A group of figures could be made out in the silent chambers of the Elkia Royal Castle’s Great Hall. The tension was palpable. Two players were seated at a table, staring wordlessly at the chessboard in front of them as a group of spectators watched nervously from the sidelines. After taking a while to plan his next move, a young man with dark eyes and black hair finally broke the silence.

“…Okay, no way my mind is playing tricks on me. So yeah… Uh—?”

His face froze into a smirk befitting his personality, one that was almost avant-garde levels of twisted.

“Mind telling me when this piece got there?! When did you move this?!”

His yelling echoed through the castle halls—Sora, virgin, eighteen years old.

“Why, whatever are you saying? You couldn’t pooossibly think I’d ever get away with such an obvious way to cheat.  ”

The pointy-eared Elven girl who replied had wavy, golden-blonde hair and clover-shaped pupils. She shrugged off Sora’s claim with the sunniest of smiles—her name was Fiel Nirvalen.

“You know what I’m talking about! When did my rook get there?! …Aggghhh, I’m putting that back where it was!”

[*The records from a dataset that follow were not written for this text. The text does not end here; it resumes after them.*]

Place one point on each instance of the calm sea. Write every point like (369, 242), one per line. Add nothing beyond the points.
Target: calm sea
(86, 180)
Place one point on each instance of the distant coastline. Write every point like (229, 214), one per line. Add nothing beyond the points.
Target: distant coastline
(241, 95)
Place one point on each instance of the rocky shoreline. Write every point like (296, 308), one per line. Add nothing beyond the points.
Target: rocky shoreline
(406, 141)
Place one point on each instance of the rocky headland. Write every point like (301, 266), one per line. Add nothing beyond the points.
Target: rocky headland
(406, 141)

“You can’t just move the pieces any which way you want. Looks like you’ve lost thiiis one—”

“I know you moved it with your magic!! If you’re gonna act like you didn’t, at least try to sound convincing!!”

Fiel was definitely cheating. Any form of cheating would automatically make her the loser. Sora glanced over at one of the spectators—Jibril—who answered his look with a regretful shake of her head. She couldn’t tell when or how the piece was moved—therefore, it was impossible to prove Fiel had broken the rules.

Besides, there was no point in pushing the issue any further; Sora’s rook had been moved to a spot that put Sora at an advantage!! Fiel had secretly moved one of his pieces in order to make him look like a cheater. He looked at her smug face and said:

“Also, couldja cut the invisible crap with Shiro before I’m forced to hang myself?! Have mercy on my neck here!! C’mon—if you value my life at all, you’ll hurry up and cancel your spell, kthx!!”

“Fi, don’t cancel that spell!! If we play our cards right, Sora just might off himself for us!”

Sora was doing his best to hold it together but was basically ready to take himself out at any moment. One spectator wasn’t going to let this opportunity pass her by—Chlammy, who with utmost enthusiasm ordered Fiel to keep up her spell.

“Oh? Do you have any proof that I turned Shiro inviiisible?”

Sora thrust his smartphone at Fiel, who was playing dumb as per Chlammy’s request.

“I can still see her in my camera! To my right! She’s way whiter than usual, see?! I dunno what you did to her, but hurry up and turn the spell off, you damn monster!!”

“Hmm? So you have proof that picture is real, too?  ”

Y-you…you bitch—!!

“Same goes for that damn sun!! Get rid of that shit!!”

Sora lost his cool, both physically and mentally. The giant, bright ball floating above him played a large role in that. He was being pelted with rays of hot sunlight, as if he were at the beach in the middle of summer instead of inside a castle.

“Just how many spells do you plan on using?! I’m only a human! Take it easy, will ya?!”

“Why, I have to use so many because you’re only an Immanity. To be honest, I wish I could use a lot mooore,” Fiel replied with a pleasant smile, but she was deadly serious—her eyes were as cold as ice.

Why are we doing this again? Sora searched his hazy thoughts for the reason why a simple chess scrimmage had turned into a borderline death match…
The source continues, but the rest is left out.